Flap Copy Update: THE MIRACLE STEALER

Last December, I was playing around with a flap copy idea, and I impulsively tossed a draft up on the blog to gauge reader reaction. Said reaction was resoundingly negative, so I tucked that idea away for the time being, but I thought you all might be interested in seeing the front flap copy that the author and I did decide to use. To wit:
I needed to save Daniel. That’s why I made the choices I did. I didn’t need the track scholarships I’d turned down or the futures they promised. I didn’t need for my mother and me to have some grand reconciliation. I didn’t even need Jeff Cedars to fall in love with me a second time. All I needed was for my kid brother to have a normal life, and I believed with all my heart that I knew the way to give it to him.

The only problem, as I came to find out, was that just believing something doesn’t make it true.


Daniel Grant is six years old. He builds Lego spaceships and sleeps with a nightlight. He loves turtle shells, comic books, and his big sister, Andi.

And he’s known as the “Miracle Boy” of Paradise, Pennsylvania. Not just because he survived a freak accident when he was a baby: No, Daniel is rumored to have the power to cure the sick, to call home lost souls, even to bring back the dead.

Andi Grant doesn’t know what to believe. Her brother may be a little different, but he surely isn’t a miracle worker. Yet more and more people come to Paradise to see him—reporters seeking a story, “Pilgrims” seeking hope. And when one of the seekers becomes a dangerous stalker, Andi knows one thing for sure: The madness around Daniel has to stop.

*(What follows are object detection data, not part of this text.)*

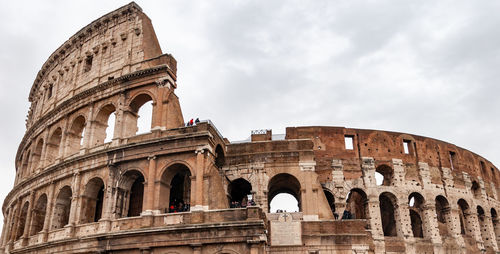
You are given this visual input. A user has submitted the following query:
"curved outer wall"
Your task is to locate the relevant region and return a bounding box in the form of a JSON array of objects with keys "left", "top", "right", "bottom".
[{"left": 0, "top": 3, "right": 500, "bottom": 254}]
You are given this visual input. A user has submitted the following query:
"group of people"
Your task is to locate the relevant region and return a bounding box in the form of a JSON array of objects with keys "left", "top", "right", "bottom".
[
  {"left": 229, "top": 200, "right": 255, "bottom": 208},
  {"left": 186, "top": 118, "right": 200, "bottom": 126},
  {"left": 168, "top": 200, "right": 190, "bottom": 213}
]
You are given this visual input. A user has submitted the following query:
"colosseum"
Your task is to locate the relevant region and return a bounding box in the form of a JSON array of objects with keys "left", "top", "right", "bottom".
[{"left": 0, "top": 3, "right": 500, "bottom": 254}]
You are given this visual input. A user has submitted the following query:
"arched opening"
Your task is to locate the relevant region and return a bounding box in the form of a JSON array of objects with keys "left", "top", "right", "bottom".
[
  {"left": 125, "top": 94, "right": 153, "bottom": 136},
  {"left": 21, "top": 150, "right": 30, "bottom": 176},
  {"left": 67, "top": 116, "right": 85, "bottom": 154},
  {"left": 457, "top": 199, "right": 472, "bottom": 235},
  {"left": 45, "top": 128, "right": 62, "bottom": 164},
  {"left": 375, "top": 165, "right": 394, "bottom": 186},
  {"left": 408, "top": 192, "right": 424, "bottom": 238},
  {"left": 379, "top": 192, "right": 397, "bottom": 236},
  {"left": 228, "top": 178, "right": 253, "bottom": 208},
  {"left": 93, "top": 104, "right": 116, "bottom": 145},
  {"left": 80, "top": 177, "right": 104, "bottom": 223},
  {"left": 215, "top": 145, "right": 226, "bottom": 168},
  {"left": 436, "top": 195, "right": 451, "bottom": 236},
  {"left": 342, "top": 189, "right": 368, "bottom": 219},
  {"left": 16, "top": 202, "right": 29, "bottom": 240},
  {"left": 160, "top": 163, "right": 191, "bottom": 213},
  {"left": 31, "top": 139, "right": 43, "bottom": 171},
  {"left": 114, "top": 170, "right": 144, "bottom": 218},
  {"left": 476, "top": 206, "right": 491, "bottom": 247},
  {"left": 267, "top": 173, "right": 302, "bottom": 213},
  {"left": 323, "top": 189, "right": 339, "bottom": 219},
  {"left": 471, "top": 181, "right": 481, "bottom": 199},
  {"left": 52, "top": 186, "right": 73, "bottom": 229},
  {"left": 30, "top": 194, "right": 47, "bottom": 236},
  {"left": 490, "top": 208, "right": 500, "bottom": 242}
]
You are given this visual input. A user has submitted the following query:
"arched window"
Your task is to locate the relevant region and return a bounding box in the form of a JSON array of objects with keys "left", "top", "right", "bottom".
[
  {"left": 52, "top": 186, "right": 73, "bottom": 229},
  {"left": 408, "top": 192, "right": 424, "bottom": 238},
  {"left": 375, "top": 165, "right": 393, "bottom": 186},
  {"left": 67, "top": 116, "right": 85, "bottom": 154},
  {"left": 80, "top": 177, "right": 104, "bottom": 223},
  {"left": 436, "top": 195, "right": 452, "bottom": 236},
  {"left": 16, "top": 202, "right": 29, "bottom": 240},
  {"left": 228, "top": 178, "right": 252, "bottom": 208},
  {"left": 30, "top": 194, "right": 47, "bottom": 236},
  {"left": 457, "top": 199, "right": 472, "bottom": 235},
  {"left": 471, "top": 181, "right": 481, "bottom": 199},
  {"left": 379, "top": 192, "right": 398, "bottom": 236},
  {"left": 115, "top": 170, "right": 144, "bottom": 217},
  {"left": 160, "top": 163, "right": 191, "bottom": 213},
  {"left": 93, "top": 104, "right": 116, "bottom": 145},
  {"left": 45, "top": 128, "right": 62, "bottom": 164},
  {"left": 346, "top": 188, "right": 368, "bottom": 219},
  {"left": 267, "top": 173, "right": 302, "bottom": 213},
  {"left": 215, "top": 145, "right": 226, "bottom": 168},
  {"left": 125, "top": 94, "right": 153, "bottom": 136},
  {"left": 31, "top": 139, "right": 43, "bottom": 171},
  {"left": 323, "top": 189, "right": 338, "bottom": 218}
]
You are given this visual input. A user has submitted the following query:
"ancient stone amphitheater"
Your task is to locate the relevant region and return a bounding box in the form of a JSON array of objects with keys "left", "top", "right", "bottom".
[{"left": 0, "top": 3, "right": 500, "bottom": 254}]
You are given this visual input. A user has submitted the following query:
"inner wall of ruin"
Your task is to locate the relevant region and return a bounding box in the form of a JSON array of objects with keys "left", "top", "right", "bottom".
[{"left": 0, "top": 3, "right": 500, "bottom": 254}]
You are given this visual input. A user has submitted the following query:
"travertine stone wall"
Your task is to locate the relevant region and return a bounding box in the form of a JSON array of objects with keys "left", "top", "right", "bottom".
[{"left": 0, "top": 3, "right": 500, "bottom": 254}]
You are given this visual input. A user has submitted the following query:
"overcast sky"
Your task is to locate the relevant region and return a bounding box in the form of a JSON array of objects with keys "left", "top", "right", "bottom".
[{"left": 0, "top": 0, "right": 500, "bottom": 228}]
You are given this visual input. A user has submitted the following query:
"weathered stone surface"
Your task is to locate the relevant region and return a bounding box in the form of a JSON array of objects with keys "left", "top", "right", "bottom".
[{"left": 0, "top": 3, "right": 500, "bottom": 254}]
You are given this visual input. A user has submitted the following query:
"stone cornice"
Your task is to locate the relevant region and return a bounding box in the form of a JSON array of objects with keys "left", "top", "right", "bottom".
[{"left": 28, "top": 2, "right": 142, "bottom": 102}]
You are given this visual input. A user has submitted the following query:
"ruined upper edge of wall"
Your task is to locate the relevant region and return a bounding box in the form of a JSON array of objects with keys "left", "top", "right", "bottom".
[{"left": 27, "top": 2, "right": 177, "bottom": 123}]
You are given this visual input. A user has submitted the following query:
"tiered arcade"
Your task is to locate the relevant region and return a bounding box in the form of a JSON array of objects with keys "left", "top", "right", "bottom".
[{"left": 0, "top": 3, "right": 500, "bottom": 254}]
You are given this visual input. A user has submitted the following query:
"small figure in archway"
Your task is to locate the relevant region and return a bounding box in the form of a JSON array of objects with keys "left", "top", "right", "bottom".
[{"left": 342, "top": 203, "right": 354, "bottom": 220}]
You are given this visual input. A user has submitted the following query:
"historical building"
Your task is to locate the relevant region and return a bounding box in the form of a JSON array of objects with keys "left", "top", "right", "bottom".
[{"left": 0, "top": 3, "right": 500, "bottom": 254}]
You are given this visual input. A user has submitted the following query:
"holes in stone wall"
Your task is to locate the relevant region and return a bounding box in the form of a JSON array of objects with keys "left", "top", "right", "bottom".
[
  {"left": 375, "top": 165, "right": 394, "bottom": 186},
  {"left": 228, "top": 178, "right": 252, "bottom": 208},
  {"left": 267, "top": 173, "right": 301, "bottom": 213},
  {"left": 30, "top": 194, "right": 47, "bottom": 236},
  {"left": 344, "top": 135, "right": 354, "bottom": 150},
  {"left": 346, "top": 188, "right": 368, "bottom": 219}
]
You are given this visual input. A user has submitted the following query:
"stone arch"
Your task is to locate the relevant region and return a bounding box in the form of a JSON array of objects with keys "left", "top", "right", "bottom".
[
  {"left": 15, "top": 201, "right": 29, "bottom": 240},
  {"left": 323, "top": 188, "right": 338, "bottom": 219},
  {"left": 92, "top": 103, "right": 116, "bottom": 146},
  {"left": 31, "top": 138, "right": 44, "bottom": 171},
  {"left": 408, "top": 192, "right": 425, "bottom": 238},
  {"left": 375, "top": 164, "right": 394, "bottom": 186},
  {"left": 471, "top": 181, "right": 481, "bottom": 199},
  {"left": 379, "top": 192, "right": 398, "bottom": 236},
  {"left": 457, "top": 199, "right": 472, "bottom": 235},
  {"left": 30, "top": 193, "right": 47, "bottom": 236},
  {"left": 66, "top": 115, "right": 86, "bottom": 155},
  {"left": 346, "top": 188, "right": 368, "bottom": 219},
  {"left": 215, "top": 144, "right": 226, "bottom": 168},
  {"left": 267, "top": 173, "right": 302, "bottom": 212},
  {"left": 160, "top": 163, "right": 192, "bottom": 212},
  {"left": 490, "top": 208, "right": 500, "bottom": 242},
  {"left": 435, "top": 195, "right": 452, "bottom": 236},
  {"left": 228, "top": 178, "right": 252, "bottom": 208},
  {"left": 52, "top": 185, "right": 73, "bottom": 229},
  {"left": 115, "top": 169, "right": 144, "bottom": 217},
  {"left": 45, "top": 127, "right": 62, "bottom": 164},
  {"left": 21, "top": 150, "right": 31, "bottom": 176},
  {"left": 80, "top": 177, "right": 105, "bottom": 223},
  {"left": 124, "top": 91, "right": 155, "bottom": 137}
]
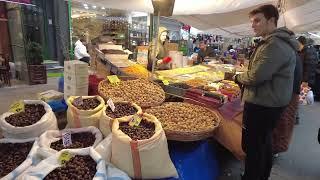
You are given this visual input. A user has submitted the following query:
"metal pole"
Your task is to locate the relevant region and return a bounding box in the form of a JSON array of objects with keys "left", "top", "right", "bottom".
[{"left": 152, "top": 11, "right": 160, "bottom": 78}]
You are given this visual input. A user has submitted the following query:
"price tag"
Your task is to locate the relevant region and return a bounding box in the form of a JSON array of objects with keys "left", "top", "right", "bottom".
[
  {"left": 59, "top": 151, "right": 72, "bottom": 165},
  {"left": 162, "top": 80, "right": 170, "bottom": 86},
  {"left": 9, "top": 101, "right": 24, "bottom": 113},
  {"left": 73, "top": 96, "right": 83, "bottom": 106},
  {"left": 62, "top": 131, "right": 72, "bottom": 147},
  {"left": 107, "top": 75, "right": 120, "bottom": 85},
  {"left": 107, "top": 98, "right": 116, "bottom": 112},
  {"left": 129, "top": 114, "right": 142, "bottom": 126}
]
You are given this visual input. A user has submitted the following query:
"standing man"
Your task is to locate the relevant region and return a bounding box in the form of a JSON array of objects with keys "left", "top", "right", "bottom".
[
  {"left": 195, "top": 41, "right": 214, "bottom": 64},
  {"left": 234, "top": 5, "right": 298, "bottom": 180}
]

As her plan comes together, the stalker draws closer, and the clock ticks toward Daniel’s star appearance at Paradise Days, Andi finds herself wrestling with her own beliefs in God and her brother, and wondering if what she really needs is . . . a miracle.
The book is The Miracle Stealer, the second YA novel by the excellent Neil Connelly, whose debut, St. Michael's Scales, we published back in 2001. And while I no longer mention the first chapter on the flap, I stand by my praise of it as one of the most intense and jaw-dropping scenes you're likely to read in a YA novel this year, just as the book as a whole is really intense, funny, thoughtful, and twisty -- a sort of spiritual suspense thriller firmly anchored in these very real characters, especially the prickly and awesome Andi. If you liked Marcelo in the Real World, put this one on your list.

Jacket art by Chris Stengel. Out in October.